What about the size effect in figure 11 ? What is the Cohen’s d for the gendered outsiders ?
I read in your study : “For outsiders, while men and women perform similarly when their genders are neutral, when their genders are apparent, men’s acceptance rate is 1.2% higher than women’s (χ2(df = 1, n = 419,411) = 7, p < .01).
”
For outsiders, we can see that the acceptance rate for women is 0.6188902 and 0.6310398 for men, which seems pretty close.
https://dfzljdn9uc3pi.cloudfront.net/2017/cs-111/1/data.pdf
You write : « We have demonstrated statistically significant differences between men’s and women’s pull request acceptance rates, such as that, overall, women’s acceptance rates are 4.1% higher than men’s. We caution the reader from interpreting too much from statistical significance; for big data studies such as this one, even small differences can be statistically significant. Instead, we encourage the reader to examine the size of the observed effects. »
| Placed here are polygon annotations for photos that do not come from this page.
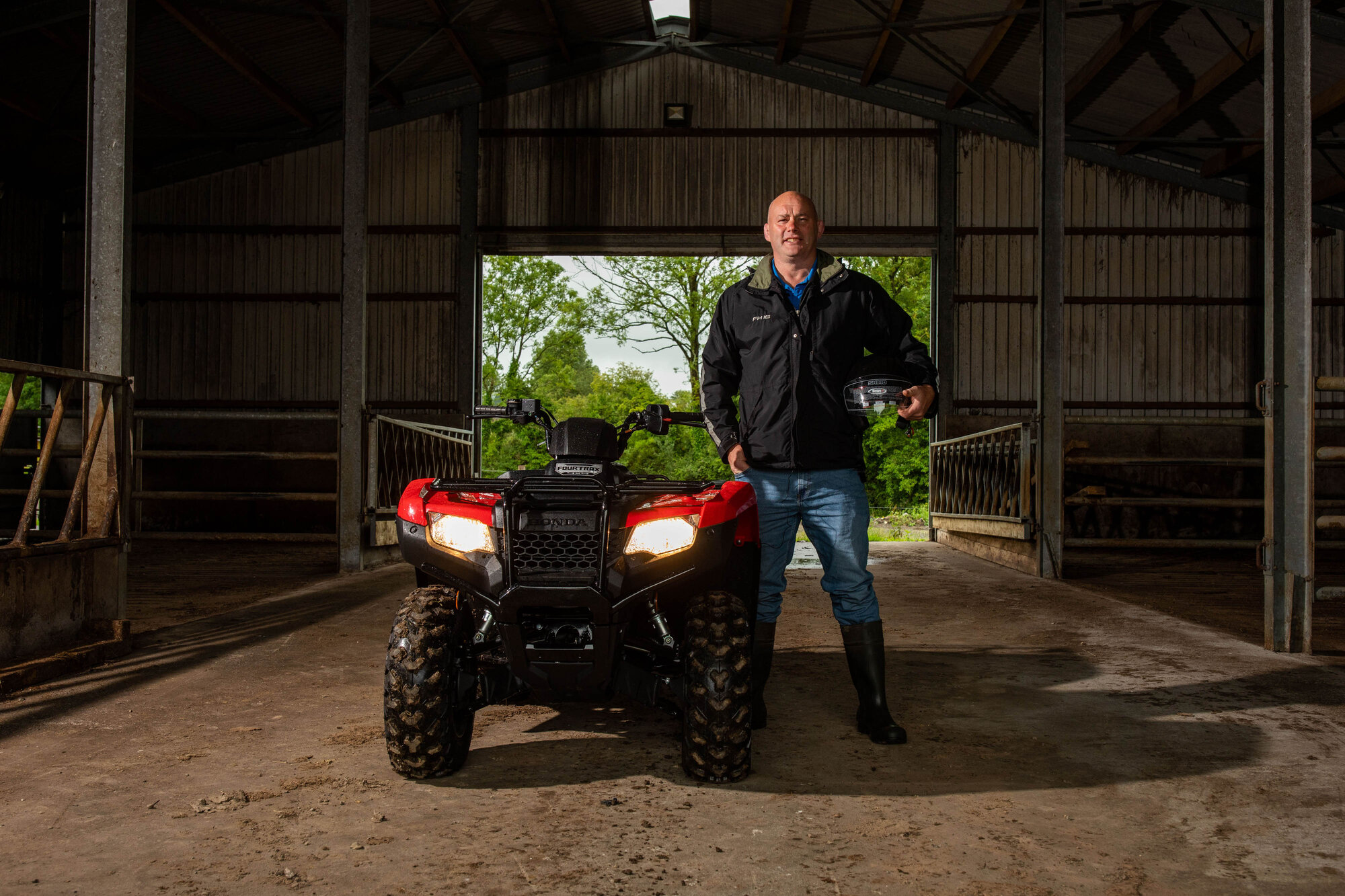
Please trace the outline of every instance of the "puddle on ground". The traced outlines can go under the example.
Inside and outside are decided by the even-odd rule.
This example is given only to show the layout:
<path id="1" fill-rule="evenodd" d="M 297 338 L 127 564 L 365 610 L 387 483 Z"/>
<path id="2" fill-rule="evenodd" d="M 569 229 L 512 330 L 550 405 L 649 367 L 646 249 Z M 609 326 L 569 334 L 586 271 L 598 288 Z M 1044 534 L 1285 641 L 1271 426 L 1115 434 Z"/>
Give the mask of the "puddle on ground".
<path id="1" fill-rule="evenodd" d="M 869 554 L 869 565 L 885 562 L 886 557 L 874 557 Z M 818 549 L 812 546 L 811 541 L 798 541 L 794 544 L 794 560 L 785 569 L 822 569 L 822 561 L 818 560 Z"/>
In their paper Using Effect Size—or Why the P Value Is Not Enough Gail M. Sullivan, MD, MPH and Richard Feinn, PhD also caution the reader from interpreting too much from statistical significance :
"Statistical significance is the least interesting thing about the results. You should describe the results in terms of measures of magnitude –not just, does a treatment affect people, but how much does it affect them. -Gene V. Glass1 The primary product of a research inquiry is one or more measures of effect size, not P values. -Jacob Cohen2"
"How to Calculate Effect Size Depending upon the type of comparisons under study, effect size is estimated with different indices. The indices fall into two main study categories, those looking at effect sizes between groups and those looking at measures of association between variables (table 1). For two independent groups, effect size can be measured by the standardized difference between two means, or mean (group 1) – mean (group 2) / standard deviation. The denominator standardizes the difference by transforming the absolute difference into standard deviation units. Cohen's term d is an example of this type of effect size index. Cohen classified effect sizes as small (d = 0.2), medium (d = 0.5), and large (d ≥ 0.8).5 According to Cohen, “a medium effect of .5 is visible to the naked eye of a careful observer. A small effect of .2 is noticeably smaller than medium but not so small as to be trivial. A large effect of .8 is the same distance above the medium as small is below it.” 6 These designations large, medium, and small do not take into account other variables such as the accuracy of the assessment instrument and the diversity of the study population. However these ballpark categories provide a general guide that should also be informed by context. Between group means, the effect size can also be understood as the average percentile distribution of group 1 vs. that of group 2 or the amount of overlap between the distributions of interventions 1 and 2 for the two groups under comparison. For an effect size of 0, the mean of group 2 is at the 50th percentile of group 1, and the distributions overlap completely (100%)—that is , there is no difference. For an effect size of 0.8, the mean of group 2 is at the 79th percentile of group 1; thus, someone from group 2 with an average score (ie, mean) would have a higher score than 79% of the people from group 1. The distributions overlap by only 53% or a non-overlap of 47% in this situation (table 2).5,6"
https://www.ncbi.nlm.nih.gov/pmc/articles/PMC3444174/
I would like to calculate the Cohen’s d but the standard deviation (sd) is missing in your paper. Could you give the d and sd to calculate it ? I suspect it is almost zero which would mean there is no difference between gendered outsiders women and men’s acceptance rate (or merge rate).